Misguéret, « Le cadre ». Branche secrète du Mossad active au Maroc à partir de 1956, chargée de l’auto-défense juive et de l’organisation de l’alyah clandestine. Organisait Hashomer Hatsair et les départs des jeunes.
Mofleta, Crêpe fine et moelleuse, plat traditionnel de la Mimouna, garnie de miel et de beurre.
Nouasseur, Base aérienne américaine à 30 km au sud de Casablanca, active de 1951 à 1963. Jacob y a travaillé (probablement 1951-1963), y a appris l’anglais. Aujourd’hui aéroport Mohammed V.
Opération Yakhin, Opération secrète Mossad / Palais chérifien, novembre 1961 – printemps 1964, qui a permis l’émigration d’environ 97 000 juifs marocains vers Israël sous couvert de l’organisation américaine HIAS.
Orthlieb (Piscine), Piscine municipale de Casablanca, inaugurée le 14 juillet 1934, 480 × 75 m, considérée comme la plus grande piscine du monde. Alimentée en eau de mer renouvelée quotidiennement. Rasée en 1986 pour la Mosquée Hassan II. Lieu où les six enfants Assouline ont appris à nager.
Papy Gilou, Nom affectueux du mari de Mamie, grand-père d’Aaron. Inhumé à Ashdod.
Pessah, Pâque juive, fête du printemps célébrant la sortie d’Égypte. Dure huit jours. La Mimouna en marque la sortie.

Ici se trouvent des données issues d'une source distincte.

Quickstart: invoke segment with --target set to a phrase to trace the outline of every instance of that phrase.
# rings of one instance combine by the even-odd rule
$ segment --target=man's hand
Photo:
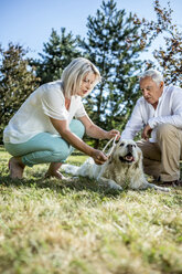
[[[115,137],[117,135],[117,140],[119,140],[120,138],[120,133],[117,129],[111,129],[109,131],[107,131],[107,139],[111,139],[113,137]]]
[[[149,124],[147,124],[147,126],[143,128],[142,130],[142,134],[141,134],[141,137],[144,139],[144,140],[148,140],[150,135],[151,135],[151,131],[152,131],[152,128],[149,126]]]

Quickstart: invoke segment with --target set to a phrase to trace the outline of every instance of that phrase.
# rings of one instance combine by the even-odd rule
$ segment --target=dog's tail
[[[62,165],[62,169],[66,172],[66,173],[71,173],[71,175],[78,175],[78,169],[79,167],[77,166],[73,166],[73,165]]]

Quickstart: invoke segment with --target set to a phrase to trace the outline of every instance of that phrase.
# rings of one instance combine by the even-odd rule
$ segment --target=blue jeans
[[[79,120],[73,119],[69,129],[83,138],[85,127]],[[38,134],[22,144],[6,143],[4,147],[10,155],[21,157],[22,162],[29,167],[44,162],[64,162],[74,150],[62,137],[50,133]]]

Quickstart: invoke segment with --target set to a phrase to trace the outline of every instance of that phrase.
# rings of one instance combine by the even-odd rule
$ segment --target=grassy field
[[[1,274],[182,273],[182,189],[124,192],[84,178],[10,180],[0,150]],[[79,165],[85,156],[69,157]]]

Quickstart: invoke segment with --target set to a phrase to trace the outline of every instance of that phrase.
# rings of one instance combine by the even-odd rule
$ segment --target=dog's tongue
[[[127,156],[126,156],[126,160],[127,160],[127,161],[132,161],[132,160],[133,160],[133,157],[132,157],[132,156],[127,155]]]

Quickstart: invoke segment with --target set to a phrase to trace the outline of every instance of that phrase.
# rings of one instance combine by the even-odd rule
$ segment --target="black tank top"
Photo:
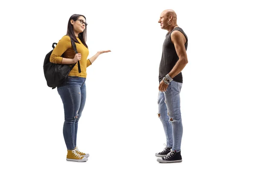
[[[172,42],[171,40],[171,34],[172,31],[175,30],[179,31],[185,35],[186,42],[184,45],[186,51],[188,47],[188,37],[182,29],[179,27],[175,28],[172,32],[166,34],[163,45],[162,58],[159,66],[159,82],[162,80],[163,77],[171,71],[179,60],[179,57],[175,50],[174,44]],[[175,82],[181,83],[183,82],[181,72],[179,73],[174,78],[172,78]]]

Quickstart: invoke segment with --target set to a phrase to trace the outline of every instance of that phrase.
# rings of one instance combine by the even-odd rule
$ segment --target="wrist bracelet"
[[[166,85],[169,85],[169,84],[170,84],[170,83],[168,82],[167,80],[166,80],[166,78],[164,77],[163,78],[163,82],[164,82],[164,84],[165,84]]]
[[[173,80],[173,79],[172,79],[172,77],[170,76],[169,74],[166,74],[166,76],[165,76],[165,77],[169,82],[170,82],[171,81]]]

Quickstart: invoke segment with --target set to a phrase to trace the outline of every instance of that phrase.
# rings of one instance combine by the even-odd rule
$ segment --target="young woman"
[[[75,14],[68,20],[67,35],[62,37],[53,50],[50,61],[55,64],[70,64],[78,63],[70,72],[68,79],[59,87],[58,92],[64,106],[65,121],[63,136],[67,149],[67,160],[85,162],[89,154],[80,152],[76,146],[78,121],[81,117],[86,98],[85,80],[87,68],[92,64],[100,54],[111,51],[101,51],[89,59],[86,44],[86,19],[82,15]],[[78,54],[76,54],[71,42],[75,42]]]

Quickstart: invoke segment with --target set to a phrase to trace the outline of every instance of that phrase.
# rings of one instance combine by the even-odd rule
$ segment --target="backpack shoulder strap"
[[[68,35],[67,35],[68,36]],[[74,42],[73,40],[71,38],[71,37],[70,36],[69,36],[69,37],[70,38],[71,45],[72,45],[73,49],[75,51],[75,52],[76,53],[76,54],[78,53],[78,52],[77,52],[77,50],[76,49],[76,43],[75,43],[75,42]],[[70,68],[70,70],[71,70],[72,69],[73,69],[73,68],[74,68],[74,67],[75,67],[75,65],[76,65],[76,63],[75,63],[73,65],[72,65],[72,66]],[[79,62],[79,61],[77,62],[77,66],[78,66],[78,72],[80,73],[81,72],[81,68],[80,67],[80,62]]]

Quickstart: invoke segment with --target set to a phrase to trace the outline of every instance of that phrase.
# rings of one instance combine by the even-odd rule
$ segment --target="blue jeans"
[[[86,79],[69,76],[65,82],[57,88],[64,106],[63,136],[68,150],[73,150],[76,147],[78,121],[86,99]]]
[[[166,147],[180,150],[183,127],[180,113],[180,93],[182,83],[171,82],[166,91],[158,93],[158,116],[166,137]]]

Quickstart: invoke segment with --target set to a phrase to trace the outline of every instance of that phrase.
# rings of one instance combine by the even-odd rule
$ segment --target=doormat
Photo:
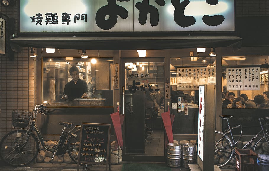
[[[171,171],[164,163],[123,163],[121,171]]]

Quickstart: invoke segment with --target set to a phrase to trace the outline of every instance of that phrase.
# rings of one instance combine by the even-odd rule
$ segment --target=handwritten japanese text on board
[[[80,161],[106,163],[108,153],[109,126],[82,124],[81,128]]]
[[[259,90],[260,71],[259,67],[227,68],[227,90]]]

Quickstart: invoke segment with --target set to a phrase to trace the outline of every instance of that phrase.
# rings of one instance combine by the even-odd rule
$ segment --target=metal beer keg
[[[195,145],[187,143],[182,145],[182,165],[184,168],[188,168],[189,164],[196,164],[197,162],[197,154]]]
[[[169,143],[167,146],[167,165],[171,167],[178,167],[181,162],[181,146],[177,143]]]

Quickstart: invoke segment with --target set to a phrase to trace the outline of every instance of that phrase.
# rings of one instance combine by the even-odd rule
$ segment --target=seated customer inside
[[[223,101],[223,103],[222,103],[222,108],[226,108],[227,106],[229,104],[231,104],[233,103],[235,100],[234,99],[234,96],[235,95],[234,93],[233,92],[230,92],[228,94],[228,99],[224,100]]]

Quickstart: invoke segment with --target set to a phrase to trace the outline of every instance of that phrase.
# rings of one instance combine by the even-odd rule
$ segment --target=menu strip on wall
[[[105,164],[110,165],[110,124],[82,123],[80,132],[79,158],[80,163]]]
[[[260,67],[227,68],[228,90],[259,90]]]

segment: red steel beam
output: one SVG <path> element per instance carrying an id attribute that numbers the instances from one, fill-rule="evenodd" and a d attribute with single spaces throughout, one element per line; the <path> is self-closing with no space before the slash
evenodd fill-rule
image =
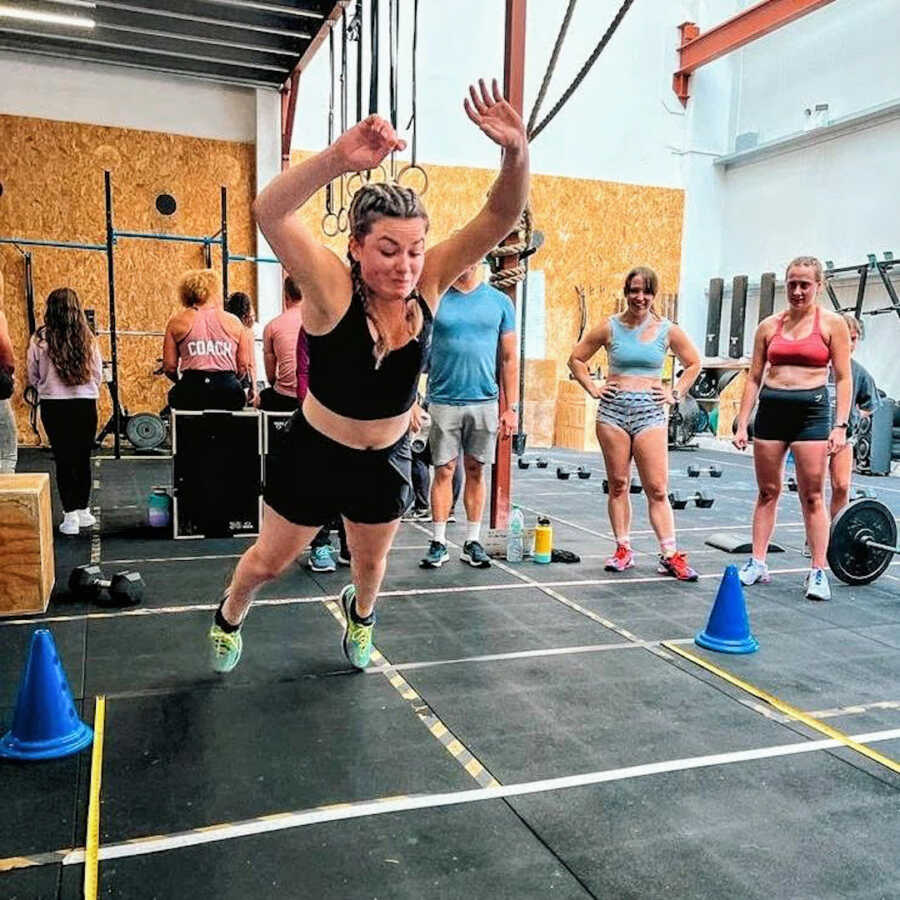
<path id="1" fill-rule="evenodd" d="M 297 65 L 285 79 L 281 86 L 281 171 L 291 165 L 291 138 L 294 135 L 294 114 L 297 111 L 297 88 L 300 83 L 300 73 L 306 68 L 316 51 L 322 46 L 328 32 L 335 22 L 339 22 L 341 13 L 350 5 L 350 0 L 337 0 L 331 12 L 322 22 L 321 27 L 309 42 L 303 55 L 297 60 Z"/>
<path id="2" fill-rule="evenodd" d="M 682 104 L 686 105 L 691 72 L 833 2 L 834 0 L 763 0 L 703 34 L 693 22 L 684 22 L 679 26 L 679 68 L 672 84 L 675 93 Z"/>
<path id="3" fill-rule="evenodd" d="M 522 115 L 525 93 L 525 6 L 526 0 L 506 0 L 506 36 L 503 55 L 503 95 L 516 112 Z M 504 243 L 517 241 L 518 236 L 507 238 Z M 503 268 L 515 266 L 514 256 L 504 258 Z M 506 294 L 516 303 L 515 287 L 506 288 Z M 520 336 L 524 339 L 524 336 Z M 499 369 L 499 358 L 498 358 Z M 519 397 L 519 402 L 522 398 Z M 500 414 L 509 408 L 509 400 L 500 384 Z M 509 438 L 497 441 L 497 452 L 491 472 L 491 528 L 506 528 L 509 521 L 509 501 L 511 494 L 512 441 Z"/>

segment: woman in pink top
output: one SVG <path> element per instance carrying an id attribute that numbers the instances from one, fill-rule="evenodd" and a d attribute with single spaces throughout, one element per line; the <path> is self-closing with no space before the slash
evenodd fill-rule
<path id="1" fill-rule="evenodd" d="M 47 297 L 44 324 L 28 345 L 28 381 L 37 388 L 41 422 L 56 460 L 63 534 L 78 534 L 96 521 L 88 505 L 101 371 L 100 350 L 78 294 L 57 288 Z"/>
<path id="2" fill-rule="evenodd" d="M 185 308 L 166 323 L 163 338 L 163 371 L 175 382 L 169 406 L 243 409 L 240 378 L 250 371 L 250 338 L 240 319 L 223 309 L 219 275 L 185 272 L 178 297 Z"/>
<path id="3" fill-rule="evenodd" d="M 15 384 L 15 362 L 3 312 L 3 273 L 0 272 L 0 474 L 15 472 L 18 458 L 16 420 L 9 402 Z"/>

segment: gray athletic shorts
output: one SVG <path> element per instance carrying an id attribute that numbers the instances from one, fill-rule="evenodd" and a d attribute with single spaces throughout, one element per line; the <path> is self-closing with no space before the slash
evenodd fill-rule
<path id="1" fill-rule="evenodd" d="M 432 403 L 431 433 L 428 445 L 431 459 L 436 466 L 445 466 L 459 456 L 462 449 L 480 463 L 491 462 L 497 444 L 500 413 L 496 400 L 484 403 L 468 403 L 451 406 L 449 403 Z"/>
<path id="2" fill-rule="evenodd" d="M 619 391 L 612 400 L 601 400 L 597 422 L 615 425 L 634 437 L 648 428 L 666 424 L 665 407 L 650 391 Z"/>

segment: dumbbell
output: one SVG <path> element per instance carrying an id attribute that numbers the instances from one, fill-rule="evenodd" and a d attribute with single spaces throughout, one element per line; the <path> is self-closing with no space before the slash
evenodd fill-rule
<path id="1" fill-rule="evenodd" d="M 69 590 L 100 606 L 136 606 L 144 597 L 144 579 L 137 572 L 124 571 L 106 581 L 100 566 L 76 566 L 69 576 Z"/>
<path id="2" fill-rule="evenodd" d="M 643 491 L 643 487 L 641 487 L 640 481 L 637 478 L 632 478 L 631 483 L 628 485 L 628 493 L 629 494 L 640 494 Z M 604 478 L 603 479 L 603 493 L 609 493 L 609 481 Z"/>
<path id="3" fill-rule="evenodd" d="M 722 477 L 722 467 L 717 466 L 715 463 L 711 466 L 688 466 L 688 478 L 699 478 L 703 472 L 706 472 L 710 478 Z"/>
<path id="4" fill-rule="evenodd" d="M 707 494 L 706 491 L 697 491 L 693 494 L 682 494 L 681 491 L 669 492 L 669 503 L 672 504 L 672 509 L 684 509 L 688 503 L 693 503 L 700 509 L 709 509 L 715 502 L 716 498 Z"/>

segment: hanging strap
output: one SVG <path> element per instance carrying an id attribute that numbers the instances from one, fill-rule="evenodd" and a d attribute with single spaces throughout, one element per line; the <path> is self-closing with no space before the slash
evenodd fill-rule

Protectorat français, Période de tutelle française au Maroc, 1912-1956. Pendant laquelle Jacob a grandi, travaillé, s’est marié et a eu ses enfants.
Sépharade, Juif originaire de la péninsule ibérique, expulsé en 1492 (Espagne) ou 1497 (Portugal), dont les descendants se sont installés en Afrique du Nord, aux Pays-Bas, en Italie, en Turquie, etc. Les Assouline et les Corcos sont sépharades.
Sultana, Prénom de la sœur unique de Jacob Assouline. Émigrée en Israël en 1950, revue par Jacob, sa femme et Janine en 1968.
Tritel, Émeutes anti-juives périodiques dans les villes marocaines (notamment Fès 1912, Marrakech divers). Une des raisons historiques de la fermeture nocturne des portes du Mellah.
Tujjar as-Sultan, « Marchands du roi ». Statut privilégié accordé par les sultans marocains à certaines familles juives négociantes (dont les Corcos de Mogador), qui bénéficiaient de la protection royale pour le commerce transatlantique.